CoreOS can be deployed directly on servers or remotely booted using PXE network booting; it has been certified by CoreOS to run on the infrastructure clouds from Amazon Web Services, DigitalOcean, Google, and Rackspace, and community support is available for KVM and ESXi hypervisors and for the Eucalyptus and OpenStack cloud controllers as well as on a number of other cloud providers. CoreOS is available as a download where customers do their own support through the open source community and is also available as Managed Linux and Premium Managed Linux, where CoreOS does all the patching and progressively more hand-holding as customers pay more. Managed Linux costs from $100 per month for 10 servers to $125,000 per month for up to 100,000 servers. Premium Managed Linux costs from $2,100 per month for up to 25 servers to $210,000 per month for up to 100,000 servers, and it includes on-premises installation of CoreUpdate and Enterprise Registry in the CoreOS licenses. The Container Registry is available as a service from CoreOS and is also available as an internally run tool within datacenters as Enterprise Registry. Container Registry pricing runs from $25 per month with 10 code repositories to $200 per month with 125 repositories; Enterprise Registry is priced based on the number of containers deployed, ranging from $10 per month for up to 20 containers to $299 per month for up to 100 containers.
In a future story in The Next Platform, we will compare and contrast the functionality of this CoreOS stack with that of other Docker container management systems as well as virtualization management systems that support Linux. Stay tuned.
While CoreOS is aimed squarely at production Web applications running at scale–as Polvi puts it, CoreOS is in play where containers are in play, and they are starting here–that does not mean that CoreOS will not see uptake in other markets such as supercomputing or financial services.

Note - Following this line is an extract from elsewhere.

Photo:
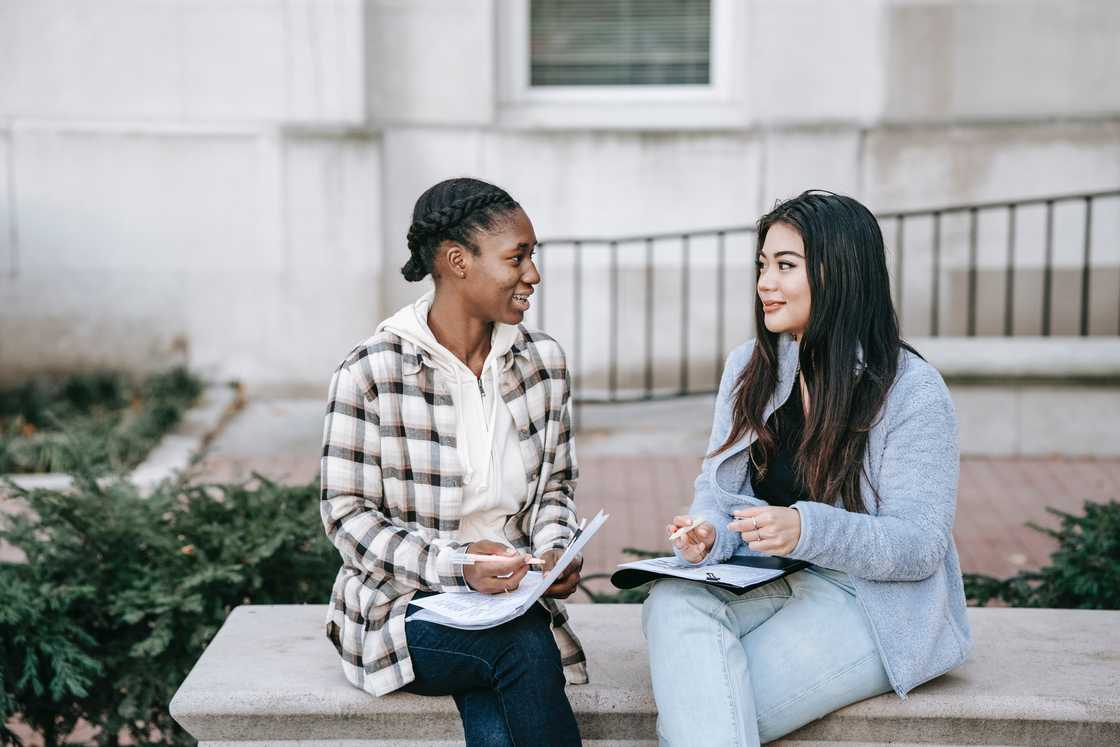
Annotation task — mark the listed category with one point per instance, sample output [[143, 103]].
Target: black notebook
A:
[[738, 573]]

Polvi says that CoreOS is not cutting any corners on Linux kernel updates and that by being current it can deliver more performance and reliability. But such institutions often have their own kernel developers to squeeze the maximum performance out of their machines. As for these other markets, Polvi concedes that CoreOS could be the basis of a Hadoop data analytics or MPI-based simulation cluster, and it could even be used to run heavy enterprise workloads like Oracle databases if customers wanted. The only issue is having the software certified to run inside of Docker containers on top of Linux. Up until now, Hadoop and HPC workloads, to name two, have remained on bare metal machines because of the heavy performance penalty of virtual machines and their hypervisors (and often high costs for licenses or support), but with a lightweight container like the ones embedded in Docker, the CoreOS stack could see adoption in these other areas soon.
It is hard for CoreOS, the company, to figure out how many customers are deploying its software, and as enterprises move from dabbling with a few servers that are patched directly by CoreOS to deploying the management tools internally to run on hundreds or thousands of machines, CoreOS loses visibility on precisely how many machines are running its operating system. So it will be hard to track success in this regard. But these customers will also be paying support contracts, so CoreOS will be able to measure its success directly in dollars and anecdotally in happiness.